We then estimated VOC inducibility for each seedling as the difference between its induced value and that of the control seedling from the same maternal tree. Unlike phenolics, only one block was used for VOCs, so no repeated measures were generated. When no control was available within a population, a control from another population of the same species was randomly selected. We then fitted GLMMs using glmmTMB with a Gaussian distribution and identity function (Faraway 2006), including insularity, study region, and their two-way interactions as fixed factors. Inducibility values were standardized (mean = 0, SD = 1) to improve the numerical stability (Faraway 2006). Seedling height and herbivory damage were included as covariates, and population and oak species as random factors. Fixed effects and post-hoc contrasts were assessed as above.

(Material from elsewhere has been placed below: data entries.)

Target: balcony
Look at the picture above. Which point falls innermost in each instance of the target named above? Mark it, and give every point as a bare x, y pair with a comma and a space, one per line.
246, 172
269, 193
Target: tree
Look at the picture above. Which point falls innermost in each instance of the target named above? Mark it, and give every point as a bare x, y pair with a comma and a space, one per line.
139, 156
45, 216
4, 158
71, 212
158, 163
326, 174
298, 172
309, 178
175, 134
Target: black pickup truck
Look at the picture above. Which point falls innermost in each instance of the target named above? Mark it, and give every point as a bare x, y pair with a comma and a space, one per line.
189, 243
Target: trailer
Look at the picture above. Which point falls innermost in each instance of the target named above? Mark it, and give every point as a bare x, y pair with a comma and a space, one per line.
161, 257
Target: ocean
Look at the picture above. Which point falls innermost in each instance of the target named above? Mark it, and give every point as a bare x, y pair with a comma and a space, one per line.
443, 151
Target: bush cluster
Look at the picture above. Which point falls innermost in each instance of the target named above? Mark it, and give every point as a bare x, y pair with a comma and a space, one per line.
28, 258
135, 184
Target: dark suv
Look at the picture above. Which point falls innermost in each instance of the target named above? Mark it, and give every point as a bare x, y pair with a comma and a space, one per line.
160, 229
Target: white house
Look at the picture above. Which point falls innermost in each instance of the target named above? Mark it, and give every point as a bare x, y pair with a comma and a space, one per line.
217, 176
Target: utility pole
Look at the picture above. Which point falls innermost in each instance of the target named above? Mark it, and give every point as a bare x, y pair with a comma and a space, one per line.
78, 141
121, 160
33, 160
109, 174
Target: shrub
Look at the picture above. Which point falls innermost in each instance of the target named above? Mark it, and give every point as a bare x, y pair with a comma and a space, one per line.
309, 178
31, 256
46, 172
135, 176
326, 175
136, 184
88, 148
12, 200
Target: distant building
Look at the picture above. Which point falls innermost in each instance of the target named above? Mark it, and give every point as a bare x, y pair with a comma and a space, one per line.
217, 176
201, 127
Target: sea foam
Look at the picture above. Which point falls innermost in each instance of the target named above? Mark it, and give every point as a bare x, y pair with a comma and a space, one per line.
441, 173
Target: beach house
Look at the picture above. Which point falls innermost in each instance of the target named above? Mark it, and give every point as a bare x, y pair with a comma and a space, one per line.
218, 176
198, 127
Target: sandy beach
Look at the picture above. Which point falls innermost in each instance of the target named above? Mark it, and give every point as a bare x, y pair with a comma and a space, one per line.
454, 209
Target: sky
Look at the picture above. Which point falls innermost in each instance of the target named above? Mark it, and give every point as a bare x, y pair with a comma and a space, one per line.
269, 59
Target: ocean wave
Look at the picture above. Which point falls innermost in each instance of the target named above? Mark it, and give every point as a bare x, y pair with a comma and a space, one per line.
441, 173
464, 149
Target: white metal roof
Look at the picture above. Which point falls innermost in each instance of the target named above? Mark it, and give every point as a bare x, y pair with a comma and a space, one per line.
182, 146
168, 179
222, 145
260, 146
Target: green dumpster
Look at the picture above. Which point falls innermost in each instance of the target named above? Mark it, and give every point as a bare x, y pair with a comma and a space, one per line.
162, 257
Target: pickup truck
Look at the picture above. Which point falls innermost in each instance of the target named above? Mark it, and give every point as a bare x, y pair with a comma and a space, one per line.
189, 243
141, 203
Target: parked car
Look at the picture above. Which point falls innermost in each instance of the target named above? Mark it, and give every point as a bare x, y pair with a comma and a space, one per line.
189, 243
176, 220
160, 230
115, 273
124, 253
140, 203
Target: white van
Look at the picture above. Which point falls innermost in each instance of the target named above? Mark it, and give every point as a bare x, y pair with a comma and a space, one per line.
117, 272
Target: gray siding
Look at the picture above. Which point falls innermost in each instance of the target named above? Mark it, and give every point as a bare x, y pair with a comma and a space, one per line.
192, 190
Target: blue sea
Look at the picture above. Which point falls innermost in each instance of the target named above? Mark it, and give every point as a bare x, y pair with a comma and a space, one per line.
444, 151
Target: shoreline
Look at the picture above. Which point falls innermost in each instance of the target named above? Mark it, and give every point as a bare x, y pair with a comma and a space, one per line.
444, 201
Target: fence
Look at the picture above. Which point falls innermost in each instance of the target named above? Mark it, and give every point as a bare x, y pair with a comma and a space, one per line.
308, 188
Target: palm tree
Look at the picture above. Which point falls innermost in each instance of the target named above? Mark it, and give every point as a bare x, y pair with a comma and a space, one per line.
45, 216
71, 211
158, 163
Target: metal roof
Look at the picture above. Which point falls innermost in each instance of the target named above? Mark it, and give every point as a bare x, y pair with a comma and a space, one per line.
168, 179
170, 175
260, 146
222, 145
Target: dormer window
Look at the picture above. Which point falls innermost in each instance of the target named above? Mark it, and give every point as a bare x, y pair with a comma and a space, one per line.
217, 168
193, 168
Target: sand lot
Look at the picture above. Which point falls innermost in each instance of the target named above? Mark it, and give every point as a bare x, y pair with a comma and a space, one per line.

Finally, we tested insularity effects on seedling regrowth capacity post damage by fitting a GLMM using glmmTMB with a Gaussian distribution and identity link (Faraway 2006), estimated by REML (Restricted Maximum Likelihood) to perform an ANCOVA on plant height. Specifically, we tested whether regrowth capacity following herbivory differed between island and mainland seedlings and whether any such pattern varied across study regions. The model included time (weeks since larval removal), insularity, study region, and their two- and three-way interactions as fixed factors, with herbivory as a covariate. Population, oak species, block, and the interaction between insularity and block, and seedling ID were included as random factors (the later accounting for repeated measures over time). We assessed fixed and random effects as described above. We focused on two key outputs: (1) a significant time × insularity interaction revealed that regrowth capacity differed between island and mainland populations over time, and (2) a significant time × insularity × study region interaction indicating that the effect of insularity on regrowth capacity varied among regions over time.